The friend I was talking to didn't understand this, because he knows both pieces are great and he thinks anyone would be lucky to have them. I said I didn't want to get in trouble. And they're like, "That's his job to look at the work, and your pieces are better than anyone's." I said that doesn't matter right now. I figured, okay, I can alter the Super Bowl one for March Madness, and put that aside. I went with the Valentine's piece. Editor said he couldn't use it, which is more than what one often gets. He sent a nice note. It was well-intentioned. It said that there was sure to be another one soon, because that's how I was, and he appreciated my hard work and persistence. But you see what's happening, yes? This isn't mean or anything, and I welcomed a friendly note, because they are so rare here.

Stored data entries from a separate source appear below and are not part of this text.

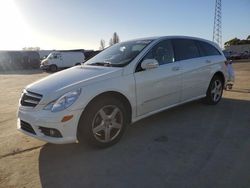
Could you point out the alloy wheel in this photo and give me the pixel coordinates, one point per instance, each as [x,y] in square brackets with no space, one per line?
[107,123]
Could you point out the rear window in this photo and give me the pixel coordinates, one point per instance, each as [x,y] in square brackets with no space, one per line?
[207,49]
[185,49]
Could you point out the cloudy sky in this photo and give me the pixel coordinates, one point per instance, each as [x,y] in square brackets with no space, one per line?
[71,24]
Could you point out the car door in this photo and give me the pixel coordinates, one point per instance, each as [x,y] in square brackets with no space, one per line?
[159,87]
[195,68]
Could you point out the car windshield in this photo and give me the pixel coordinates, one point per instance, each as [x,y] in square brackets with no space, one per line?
[119,54]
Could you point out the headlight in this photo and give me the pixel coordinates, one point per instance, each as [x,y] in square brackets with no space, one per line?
[63,102]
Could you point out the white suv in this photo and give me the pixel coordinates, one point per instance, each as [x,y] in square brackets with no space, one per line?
[126,82]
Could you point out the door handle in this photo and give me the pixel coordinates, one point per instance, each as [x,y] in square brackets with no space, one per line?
[175,68]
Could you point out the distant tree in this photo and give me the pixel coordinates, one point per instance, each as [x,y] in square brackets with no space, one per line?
[115,39]
[102,44]
[31,48]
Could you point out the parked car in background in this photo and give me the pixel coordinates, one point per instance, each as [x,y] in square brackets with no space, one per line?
[122,84]
[31,59]
[90,53]
[62,59]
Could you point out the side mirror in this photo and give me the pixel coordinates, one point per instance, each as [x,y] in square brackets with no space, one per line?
[149,64]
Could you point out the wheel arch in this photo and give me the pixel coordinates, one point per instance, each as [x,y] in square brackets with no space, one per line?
[117,95]
[221,75]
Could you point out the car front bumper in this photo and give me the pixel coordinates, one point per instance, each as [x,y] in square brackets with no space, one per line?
[44,67]
[33,123]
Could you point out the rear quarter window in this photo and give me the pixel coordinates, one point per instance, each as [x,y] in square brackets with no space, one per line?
[207,49]
[185,49]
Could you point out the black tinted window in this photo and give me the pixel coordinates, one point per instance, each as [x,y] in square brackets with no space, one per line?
[207,49]
[162,52]
[185,49]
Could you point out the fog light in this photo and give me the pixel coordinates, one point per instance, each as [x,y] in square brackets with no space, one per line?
[66,118]
[50,132]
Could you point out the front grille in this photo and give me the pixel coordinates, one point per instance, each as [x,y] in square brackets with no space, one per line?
[27,127]
[30,99]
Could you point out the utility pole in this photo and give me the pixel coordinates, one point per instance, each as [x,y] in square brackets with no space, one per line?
[217,33]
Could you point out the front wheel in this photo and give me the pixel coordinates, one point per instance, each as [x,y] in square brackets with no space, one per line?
[215,90]
[103,122]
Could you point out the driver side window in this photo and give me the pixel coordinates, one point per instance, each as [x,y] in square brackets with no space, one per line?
[162,52]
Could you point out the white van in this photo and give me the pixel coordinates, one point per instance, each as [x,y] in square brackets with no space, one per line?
[62,59]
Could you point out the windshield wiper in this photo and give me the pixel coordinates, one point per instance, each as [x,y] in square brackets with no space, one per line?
[104,63]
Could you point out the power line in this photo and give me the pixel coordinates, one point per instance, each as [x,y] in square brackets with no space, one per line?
[217,33]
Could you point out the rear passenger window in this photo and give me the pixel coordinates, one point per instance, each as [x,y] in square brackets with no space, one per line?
[162,52]
[185,49]
[207,49]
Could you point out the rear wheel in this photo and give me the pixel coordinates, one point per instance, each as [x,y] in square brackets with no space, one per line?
[103,122]
[215,90]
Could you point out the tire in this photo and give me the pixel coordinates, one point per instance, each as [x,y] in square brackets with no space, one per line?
[214,91]
[53,68]
[103,122]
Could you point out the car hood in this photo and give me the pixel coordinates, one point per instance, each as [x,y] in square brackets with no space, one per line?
[73,78]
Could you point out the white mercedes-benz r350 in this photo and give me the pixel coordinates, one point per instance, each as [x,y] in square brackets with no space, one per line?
[128,81]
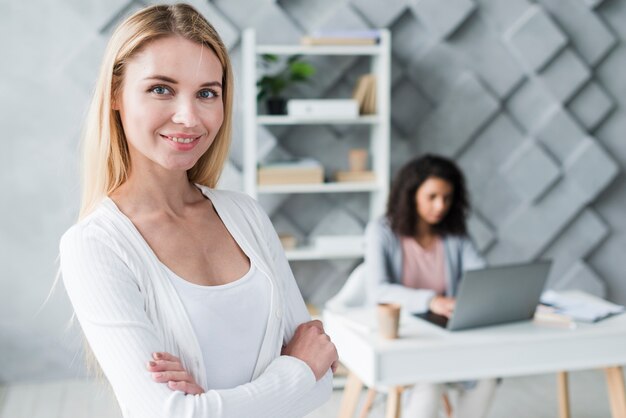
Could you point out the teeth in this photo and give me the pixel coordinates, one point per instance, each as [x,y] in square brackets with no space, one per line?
[182,140]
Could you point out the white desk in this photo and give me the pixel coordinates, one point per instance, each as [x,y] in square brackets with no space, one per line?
[425,352]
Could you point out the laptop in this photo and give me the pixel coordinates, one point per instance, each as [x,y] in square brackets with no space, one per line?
[495,295]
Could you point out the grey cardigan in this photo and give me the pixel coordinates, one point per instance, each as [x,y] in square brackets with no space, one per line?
[383,267]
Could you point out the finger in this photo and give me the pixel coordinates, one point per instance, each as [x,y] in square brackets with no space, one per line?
[186,387]
[163,366]
[317,324]
[162,377]
[162,355]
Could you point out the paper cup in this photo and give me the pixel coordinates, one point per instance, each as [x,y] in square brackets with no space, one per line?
[388,320]
[357,159]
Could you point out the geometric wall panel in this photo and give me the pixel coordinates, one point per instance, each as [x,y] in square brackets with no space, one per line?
[528,96]
[530,171]
[453,122]
[585,30]
[380,14]
[560,133]
[481,50]
[564,75]
[591,105]
[534,38]
[441,18]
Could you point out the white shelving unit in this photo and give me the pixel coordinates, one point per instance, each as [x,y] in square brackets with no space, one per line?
[378,144]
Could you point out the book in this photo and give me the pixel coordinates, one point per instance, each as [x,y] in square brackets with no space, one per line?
[355,176]
[303,171]
[323,108]
[342,37]
[579,306]
[548,315]
[365,94]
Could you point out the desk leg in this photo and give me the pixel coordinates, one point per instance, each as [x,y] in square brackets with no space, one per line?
[393,402]
[617,392]
[563,389]
[369,401]
[351,394]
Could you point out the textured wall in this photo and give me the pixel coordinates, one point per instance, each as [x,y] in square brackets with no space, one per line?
[529,97]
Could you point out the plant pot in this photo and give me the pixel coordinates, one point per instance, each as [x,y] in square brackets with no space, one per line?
[276,106]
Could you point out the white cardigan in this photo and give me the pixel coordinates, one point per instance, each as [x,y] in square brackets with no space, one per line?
[128,309]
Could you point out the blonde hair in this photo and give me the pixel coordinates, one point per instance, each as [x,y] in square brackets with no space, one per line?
[105,160]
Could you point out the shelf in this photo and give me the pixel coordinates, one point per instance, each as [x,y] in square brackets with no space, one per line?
[319,49]
[320,187]
[308,120]
[329,247]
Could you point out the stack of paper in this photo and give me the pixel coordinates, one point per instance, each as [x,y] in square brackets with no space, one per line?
[342,37]
[580,306]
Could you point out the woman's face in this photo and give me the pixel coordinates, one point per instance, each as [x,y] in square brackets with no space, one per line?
[433,199]
[171,103]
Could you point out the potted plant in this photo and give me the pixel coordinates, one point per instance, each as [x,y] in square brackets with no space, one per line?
[271,86]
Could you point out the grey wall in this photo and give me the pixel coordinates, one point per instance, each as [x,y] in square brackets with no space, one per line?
[528,96]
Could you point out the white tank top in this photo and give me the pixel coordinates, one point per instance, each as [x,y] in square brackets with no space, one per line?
[229,321]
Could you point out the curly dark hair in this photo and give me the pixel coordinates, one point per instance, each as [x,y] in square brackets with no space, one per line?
[401,206]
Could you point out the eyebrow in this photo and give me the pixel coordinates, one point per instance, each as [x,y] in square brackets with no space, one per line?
[171,80]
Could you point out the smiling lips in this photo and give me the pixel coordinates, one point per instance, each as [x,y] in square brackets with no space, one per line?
[182,139]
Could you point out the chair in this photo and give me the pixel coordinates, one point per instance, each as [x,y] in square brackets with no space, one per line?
[353,294]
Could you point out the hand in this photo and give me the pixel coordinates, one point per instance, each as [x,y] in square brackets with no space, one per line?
[442,305]
[313,346]
[167,368]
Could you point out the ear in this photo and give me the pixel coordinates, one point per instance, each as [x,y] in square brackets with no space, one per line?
[115,105]
[116,100]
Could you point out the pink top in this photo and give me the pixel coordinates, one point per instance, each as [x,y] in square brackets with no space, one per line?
[421,268]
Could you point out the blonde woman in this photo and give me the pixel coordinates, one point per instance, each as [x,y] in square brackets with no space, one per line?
[183,291]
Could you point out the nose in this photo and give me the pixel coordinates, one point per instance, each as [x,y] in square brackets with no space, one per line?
[185,113]
[440,205]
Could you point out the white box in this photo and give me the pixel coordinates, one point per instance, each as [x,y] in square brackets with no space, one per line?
[323,108]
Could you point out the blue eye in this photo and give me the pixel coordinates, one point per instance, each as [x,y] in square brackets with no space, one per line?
[206,94]
[160,90]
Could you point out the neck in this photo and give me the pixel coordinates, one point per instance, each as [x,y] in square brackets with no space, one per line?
[424,230]
[150,189]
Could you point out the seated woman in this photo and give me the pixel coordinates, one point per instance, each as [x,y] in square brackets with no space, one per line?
[416,255]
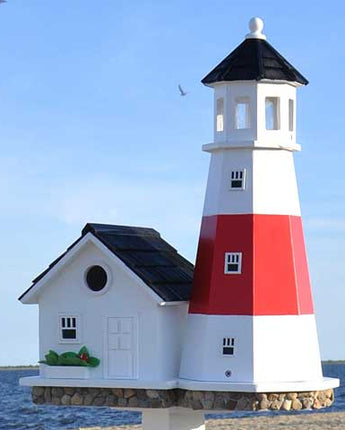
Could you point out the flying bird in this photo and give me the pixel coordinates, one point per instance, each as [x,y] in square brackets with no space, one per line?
[182,93]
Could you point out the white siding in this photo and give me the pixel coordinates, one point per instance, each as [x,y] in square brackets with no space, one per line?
[67,293]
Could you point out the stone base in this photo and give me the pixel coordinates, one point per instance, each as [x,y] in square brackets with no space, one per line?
[197,400]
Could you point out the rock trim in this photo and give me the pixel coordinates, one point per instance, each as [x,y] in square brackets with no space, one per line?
[196,400]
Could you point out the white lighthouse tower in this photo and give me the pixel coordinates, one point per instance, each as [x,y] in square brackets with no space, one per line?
[251,324]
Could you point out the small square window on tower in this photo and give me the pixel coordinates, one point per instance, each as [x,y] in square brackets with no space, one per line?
[238,179]
[220,114]
[233,263]
[242,113]
[228,346]
[272,113]
[69,328]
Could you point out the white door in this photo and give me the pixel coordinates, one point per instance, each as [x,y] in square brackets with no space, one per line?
[121,347]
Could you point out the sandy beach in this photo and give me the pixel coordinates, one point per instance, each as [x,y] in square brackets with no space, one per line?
[317,421]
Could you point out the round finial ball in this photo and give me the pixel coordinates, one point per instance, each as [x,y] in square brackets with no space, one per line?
[256,25]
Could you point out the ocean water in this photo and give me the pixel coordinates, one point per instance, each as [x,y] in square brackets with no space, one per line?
[18,412]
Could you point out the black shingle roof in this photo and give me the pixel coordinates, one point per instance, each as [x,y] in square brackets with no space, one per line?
[149,256]
[254,59]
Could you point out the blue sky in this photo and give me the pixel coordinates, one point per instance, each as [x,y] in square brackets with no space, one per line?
[92,129]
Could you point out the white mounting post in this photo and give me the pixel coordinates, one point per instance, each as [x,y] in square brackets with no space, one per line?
[172,419]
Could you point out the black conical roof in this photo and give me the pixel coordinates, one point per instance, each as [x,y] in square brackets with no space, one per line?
[254,59]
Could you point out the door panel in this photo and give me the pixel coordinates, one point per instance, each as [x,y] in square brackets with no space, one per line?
[120,347]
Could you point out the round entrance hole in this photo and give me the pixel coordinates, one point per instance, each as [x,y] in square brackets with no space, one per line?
[96,278]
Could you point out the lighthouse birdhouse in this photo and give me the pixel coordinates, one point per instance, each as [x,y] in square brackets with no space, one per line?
[125,321]
[251,323]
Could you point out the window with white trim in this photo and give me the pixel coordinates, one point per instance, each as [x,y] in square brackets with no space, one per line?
[233,263]
[272,108]
[242,113]
[228,346]
[220,114]
[69,328]
[238,179]
[291,115]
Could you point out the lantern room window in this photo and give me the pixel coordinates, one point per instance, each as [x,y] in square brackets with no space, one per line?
[291,115]
[242,113]
[69,328]
[228,346]
[220,115]
[238,179]
[233,263]
[272,113]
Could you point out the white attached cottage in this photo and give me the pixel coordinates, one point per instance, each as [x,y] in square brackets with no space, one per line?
[123,293]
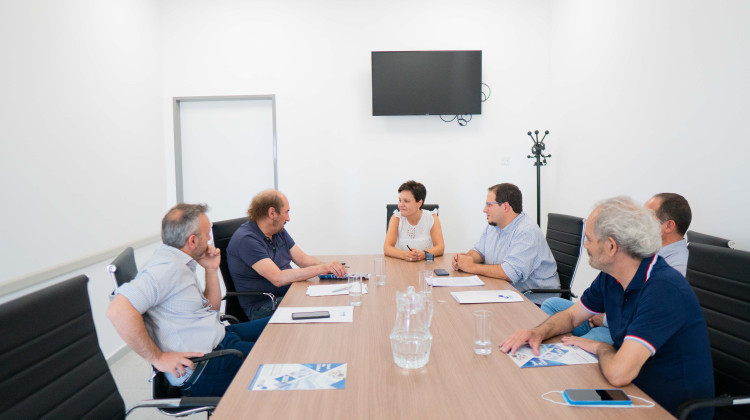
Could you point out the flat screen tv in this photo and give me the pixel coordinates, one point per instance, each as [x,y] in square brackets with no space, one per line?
[426,82]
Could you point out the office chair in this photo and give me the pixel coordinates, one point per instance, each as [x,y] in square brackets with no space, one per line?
[719,278]
[123,269]
[702,238]
[390,208]
[51,364]
[222,232]
[565,240]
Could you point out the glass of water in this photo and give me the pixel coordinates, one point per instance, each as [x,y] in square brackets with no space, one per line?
[379,271]
[425,282]
[355,289]
[482,336]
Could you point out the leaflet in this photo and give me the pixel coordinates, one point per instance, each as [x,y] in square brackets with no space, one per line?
[283,314]
[456,281]
[556,354]
[487,296]
[289,376]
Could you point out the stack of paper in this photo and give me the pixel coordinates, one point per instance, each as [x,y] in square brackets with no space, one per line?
[457,281]
[487,296]
[331,289]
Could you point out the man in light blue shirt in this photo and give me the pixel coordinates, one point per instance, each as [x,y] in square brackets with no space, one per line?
[165,316]
[674,215]
[512,246]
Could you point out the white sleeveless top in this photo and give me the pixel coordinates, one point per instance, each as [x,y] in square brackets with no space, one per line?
[417,237]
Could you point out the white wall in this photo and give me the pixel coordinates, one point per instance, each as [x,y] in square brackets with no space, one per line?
[81,153]
[652,97]
[337,163]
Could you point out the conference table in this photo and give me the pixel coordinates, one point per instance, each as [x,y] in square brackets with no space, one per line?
[455,383]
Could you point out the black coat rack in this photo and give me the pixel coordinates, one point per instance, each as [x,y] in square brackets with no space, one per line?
[537,152]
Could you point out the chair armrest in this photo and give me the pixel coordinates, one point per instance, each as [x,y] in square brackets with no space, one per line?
[269,295]
[531,291]
[229,318]
[724,401]
[218,353]
[200,403]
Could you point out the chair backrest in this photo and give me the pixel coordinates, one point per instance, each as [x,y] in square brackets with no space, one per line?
[720,280]
[223,232]
[702,238]
[565,239]
[390,208]
[123,268]
[51,365]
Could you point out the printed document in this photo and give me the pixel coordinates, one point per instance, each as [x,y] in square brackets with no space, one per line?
[273,377]
[556,354]
[456,281]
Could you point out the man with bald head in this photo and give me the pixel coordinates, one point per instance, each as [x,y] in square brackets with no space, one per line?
[660,339]
[261,251]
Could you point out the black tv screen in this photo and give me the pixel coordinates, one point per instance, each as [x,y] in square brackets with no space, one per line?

It's being taken for granted, though. That I'll always just have another. It's Fleming. He always has something new. You can put him off, ignore him, whatever, but there he'll be, with another great piece, and when you feel like it, or you need to fill some space that day, well, you take one.


And that is how it is right now for me. You can't accurately call it draining, exhausting, dispiriting, soul-crushing, because it's so much more. All of this in the totality of what is happening right now on all of the fronts is infinitely more than what I'm describing in the above example. This numbers among the best situations and relationships. But this isn't discrimination, in this instance. And that's welcome. A relief, even. Sadly. But when that's the best, or that's what the best is, well, you are in hell. And you're trying to get out of hell. Which also means saying thank you in this instance, and trying to keep yourself going across all of these different areas, and sending the next thing. And doing it all at once. I think that's what I'm trying to say, too. When Dante had the Inferno, you were in one place in hell. This is more like your body and soul is spread across all of the levels of hell, so that you're experiencing all of it at once.


I ran 3000 stairs today after running none yesterday. I went to run the stairs yesterday, but the bottom third weren't shoveled, despite it not having snowed for some hours, and being late morning. I tested them, but the shoveled stairs above were quite slick and hadn't been salted. I was sliding just slowly walking, and I figured it wasn't worth the risk. I don't automatically not run if there's snow or slush, but you have to test it out. Wasn't great today either, and in some spots I had to move very slowly.


I started another story today. I think it could be quite a big one, but I haven't figured it all out yet.


This journal has averaged 49,000 words per month over the last eight months. I don't know what I think about that. It's a decent amount. It could be more. At the same time, it's more than anyone else writes everything else that they write combined in that same period, or probably a year, or ten, fifteen years for many so-called "writers." It's about a book a month. I guess I'm ambivalent.